1. Verify array lengths before calling array functions

-- Option A: Filter to only equal-length arrays
SELECT 
    arrayMap((x, y) -> x + y, arr1, arr2) AS result
FROM table
WHERE length(arr1) = length(arr2);

-- Option B: Pad shorter arrays to match length (keeps all rows)
SELECT 
    arrayMap((x, y) -> x + y, 
        arrayResize(arr1, greatest(length(arr1), length(arr2)), 0),
        arrayResize(arr2, greatest(length(arr1), length(arr2)), 0)
    ) AS result
FROM table;

-- Option C: Use CASE to handle mismatched rows
SELECT 
    CASE 
        WHEN length(arr1) = length(arr2) 
        THEN arrayMap((x, y) -> x + y, arr1, arr2)
        ELSE []  -- or NULL, or some default value
    END AS result
FROM table;

2. Use arrayZipUnaligned for arrays of different lengths

-- Instead of arrayZip which requires equal sizes
SELECT arrayZip(['a'], [1, 2, 3]);
-- Error: SIZES_OF_ARRAYS_DONT_MATCH

-- Use arrayZipUnaligned which pads with NULLs
SELECT arrayZipUnaligned(['a'], [1, 2, 3]);
-- Result: [('a', 1), (NULL, 2), (NULL, 3)]

-- Alternative: manually pad with arrayResize before using arrayZip
SELECT arrayZip(
    arrayResize(['a'], 3, ''),
    [1, 2, 3]
);
-- Result: [('a', 1), ('', 2), ('', 3)]

3. Validate embedding dimensions before distance calculations

-- For vector similarity operations, ensure all embeddings have same dimension
SELECT 
    id,
    arrayL2Distance(embedding1, embedding2) AS distance
FROM table
WHERE length(embedding1) = length(embedding2)
    AND length(embedding1) = 384;  -- Expected embedding size

-- Or add validation in your data pipeline
INSERT INTO embeddings_table
SELECT 
    id,
    embedding
FROM source_table
WHERE length(embedding) = 384;  -- Reject invalid embeddings at ingestion

4. Handle version-specific issues (24.2+ misleading errors)

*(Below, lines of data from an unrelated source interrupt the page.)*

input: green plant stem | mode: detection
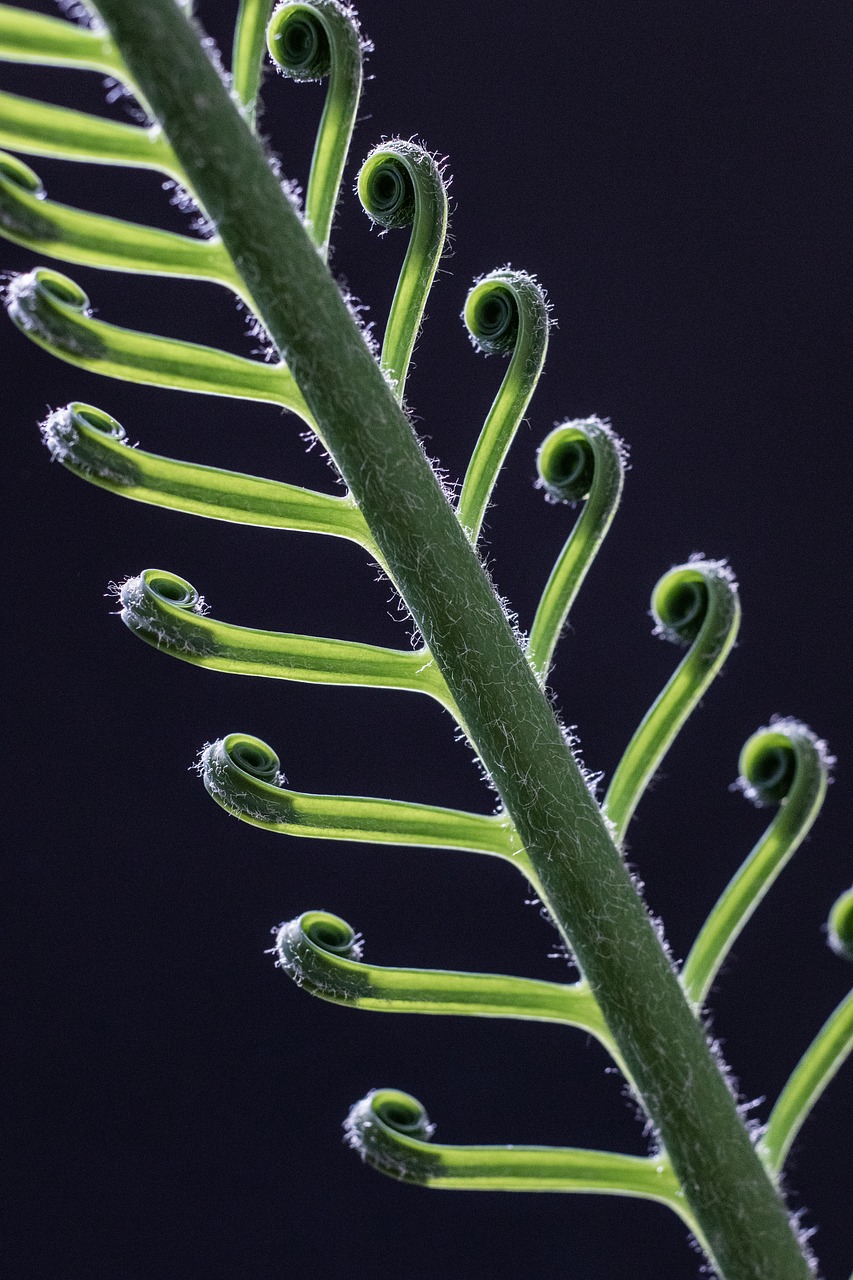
[91,0,811,1280]
[761,991,853,1174]
[345,1089,701,1235]
[120,570,452,710]
[275,911,617,1059]
[681,721,827,1005]
[232,0,273,124]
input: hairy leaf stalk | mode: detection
[91,0,811,1280]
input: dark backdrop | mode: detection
[0,0,853,1280]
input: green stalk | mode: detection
[761,991,853,1174]
[0,4,128,81]
[119,568,452,710]
[345,1089,702,1236]
[274,911,613,1053]
[41,402,371,542]
[91,0,811,1280]
[232,0,273,124]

-- When error messages are misleading, debug with explicit length checks
SELECT 
    length(arr1) AS arr1_len,
    length(arr2) AS arr2_len,
    length(arr3) AS arr3_len
FROM table
WHERE NOT (length(arr1) = length(arr2) AND length(arr2) = length(arr3))
LIMIT 10;

-- This helps identify which arrays actually have mismatched lengths
-- despite what the error message claims

5. Fix untuple issues with ReplicatedMergeTree (use PREWHERE or experimental analyzer)

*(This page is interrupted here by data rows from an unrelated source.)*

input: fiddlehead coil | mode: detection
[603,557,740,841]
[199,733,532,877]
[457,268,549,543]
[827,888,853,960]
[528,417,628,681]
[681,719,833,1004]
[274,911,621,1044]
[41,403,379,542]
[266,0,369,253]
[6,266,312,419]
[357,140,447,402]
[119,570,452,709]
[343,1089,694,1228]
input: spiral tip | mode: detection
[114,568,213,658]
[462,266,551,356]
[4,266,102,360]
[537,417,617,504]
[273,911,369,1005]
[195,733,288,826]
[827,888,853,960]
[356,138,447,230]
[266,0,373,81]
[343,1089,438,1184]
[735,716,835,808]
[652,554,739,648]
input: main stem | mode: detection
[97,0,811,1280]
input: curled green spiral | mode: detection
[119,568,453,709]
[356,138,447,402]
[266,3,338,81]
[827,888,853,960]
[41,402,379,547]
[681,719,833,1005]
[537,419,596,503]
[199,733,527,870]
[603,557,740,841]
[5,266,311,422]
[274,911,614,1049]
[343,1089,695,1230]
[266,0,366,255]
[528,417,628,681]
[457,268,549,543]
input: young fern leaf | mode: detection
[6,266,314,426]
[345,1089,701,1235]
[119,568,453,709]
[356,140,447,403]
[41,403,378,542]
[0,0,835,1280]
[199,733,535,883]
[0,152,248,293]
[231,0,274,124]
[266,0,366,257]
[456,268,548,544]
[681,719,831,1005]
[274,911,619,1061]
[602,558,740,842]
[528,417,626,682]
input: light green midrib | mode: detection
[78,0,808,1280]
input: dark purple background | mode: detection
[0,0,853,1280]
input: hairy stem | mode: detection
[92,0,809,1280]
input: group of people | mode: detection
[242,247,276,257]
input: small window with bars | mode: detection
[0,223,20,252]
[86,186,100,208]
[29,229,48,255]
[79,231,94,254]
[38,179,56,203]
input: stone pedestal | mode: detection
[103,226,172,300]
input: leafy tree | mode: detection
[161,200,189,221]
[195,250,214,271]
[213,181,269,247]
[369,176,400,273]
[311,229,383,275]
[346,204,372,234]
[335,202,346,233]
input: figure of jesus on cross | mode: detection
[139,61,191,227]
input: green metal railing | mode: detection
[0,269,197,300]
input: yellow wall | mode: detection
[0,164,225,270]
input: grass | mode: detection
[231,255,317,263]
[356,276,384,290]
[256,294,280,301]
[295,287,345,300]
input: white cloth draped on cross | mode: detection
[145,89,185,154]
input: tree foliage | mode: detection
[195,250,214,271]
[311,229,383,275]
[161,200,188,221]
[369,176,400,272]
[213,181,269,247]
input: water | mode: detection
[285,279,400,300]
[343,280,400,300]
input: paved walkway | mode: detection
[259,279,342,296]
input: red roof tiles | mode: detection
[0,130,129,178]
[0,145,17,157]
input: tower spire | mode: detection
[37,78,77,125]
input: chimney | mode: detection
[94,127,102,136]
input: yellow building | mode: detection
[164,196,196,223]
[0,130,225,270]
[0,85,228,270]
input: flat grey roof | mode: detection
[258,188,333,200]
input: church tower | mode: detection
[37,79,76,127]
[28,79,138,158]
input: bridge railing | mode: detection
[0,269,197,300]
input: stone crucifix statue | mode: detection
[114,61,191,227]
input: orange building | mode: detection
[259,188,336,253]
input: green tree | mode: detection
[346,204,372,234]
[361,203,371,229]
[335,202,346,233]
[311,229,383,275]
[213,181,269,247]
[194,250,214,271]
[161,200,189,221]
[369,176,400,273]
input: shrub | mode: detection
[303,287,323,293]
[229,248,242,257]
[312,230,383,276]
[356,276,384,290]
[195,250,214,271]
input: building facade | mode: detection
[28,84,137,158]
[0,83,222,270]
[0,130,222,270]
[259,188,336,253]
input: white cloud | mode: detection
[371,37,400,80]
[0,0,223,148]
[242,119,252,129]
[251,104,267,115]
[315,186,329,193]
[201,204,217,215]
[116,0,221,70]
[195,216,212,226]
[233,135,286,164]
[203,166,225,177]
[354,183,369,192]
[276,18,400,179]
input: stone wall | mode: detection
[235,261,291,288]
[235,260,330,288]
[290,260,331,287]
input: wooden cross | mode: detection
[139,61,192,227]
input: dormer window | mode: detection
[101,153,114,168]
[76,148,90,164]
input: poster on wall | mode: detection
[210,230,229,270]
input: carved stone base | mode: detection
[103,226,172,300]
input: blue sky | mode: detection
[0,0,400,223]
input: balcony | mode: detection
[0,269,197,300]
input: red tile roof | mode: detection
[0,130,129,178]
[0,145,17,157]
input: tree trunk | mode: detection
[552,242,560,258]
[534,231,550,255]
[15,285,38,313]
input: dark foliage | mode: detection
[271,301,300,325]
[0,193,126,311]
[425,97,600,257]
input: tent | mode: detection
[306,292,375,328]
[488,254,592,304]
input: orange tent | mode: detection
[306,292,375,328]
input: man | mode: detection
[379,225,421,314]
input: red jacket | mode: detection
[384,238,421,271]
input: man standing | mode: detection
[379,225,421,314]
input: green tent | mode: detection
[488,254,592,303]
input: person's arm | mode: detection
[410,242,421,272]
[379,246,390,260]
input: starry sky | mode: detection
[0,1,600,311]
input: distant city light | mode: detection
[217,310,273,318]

-- If encountering issues with arrayZip(untuple(...)) on ReplicatedMergeTree

-- Option A: Use PREWHERE instead of WHERE
SELECT 
    app,
    arrayZip(untuple(sumMap(k.keys, replicate(1, k.keys))))
FROM test 
PREWHERE c > 0 
GROUP BY app;

-- Option B: Enable experimental analyzer
SET allow_experimental_analyzer = 1;
SELECT 
    app,
    arrayZip(untuple(sumMap(k.keys, replicate(1, k.keys))))
FROM test 
WHERE c > 0 
GROUP BY app;

-- Option C: Use untuple more explicitly
SELECT 
    app,
    arrayZip(untuple(sumMap(([partition_id], [rows])))) AS rows_per_partition
FROM system.parts
GROUP BY app;

6. Handle bitmap transform operations carefully

-- For bitmap functions that can trigger this error due to internal array mismatches,
-- ensure consistent data types and proper null handling
SELECT 
    bitmapToArray(bitmapAnd(bitmap1, bitmap2)) AS result
FROM table
WHERE bitmap1 IS NOT NULL 
    AND bitmap2 IS NOT NULL
    AND bitmapCardinality(bitmap1) > 0
    AND bitmapCardinality(bitmap2) > 0;

7. Debug complex queries with multiple arrays

-- Break down complex arrayMap operations to identify the mismatch
WITH 
    arrays_checked AS (
        SELECT 
            arr1,
            arr2,
            arr3,
            length(arr1) as len1,
            length(arr2) as len2,
            length(arr3) as len3
        FROM source_table
    )
SELECT 
    arr1, arr2, arr3,
    len1, len2, len3,
    (len1 = len2 AND len2 = len3) AS all_equal
FROM arrays_checked
WHERE NOT all_equal;

Prevention tips

  1. Always validate array dimensions: Before passing arrays to functions that require equal sizes, check their lengths using length() function or add assertions in your queries. Consider adding CHECK constraints on array columns if appropriate.
  2. Be cautious after version upgrades: When upgrading ClickHouse (especially to 24.2+), test queries involving array functions as error messages may be misleading and behavior might have changed. Keep a test suite of array operations.
  3. Use appropriate array functions: Choose arrayZipUnaligned when you need to handle arrays of different lengths, and arrayZip only when you're certain arrays are equal-sized.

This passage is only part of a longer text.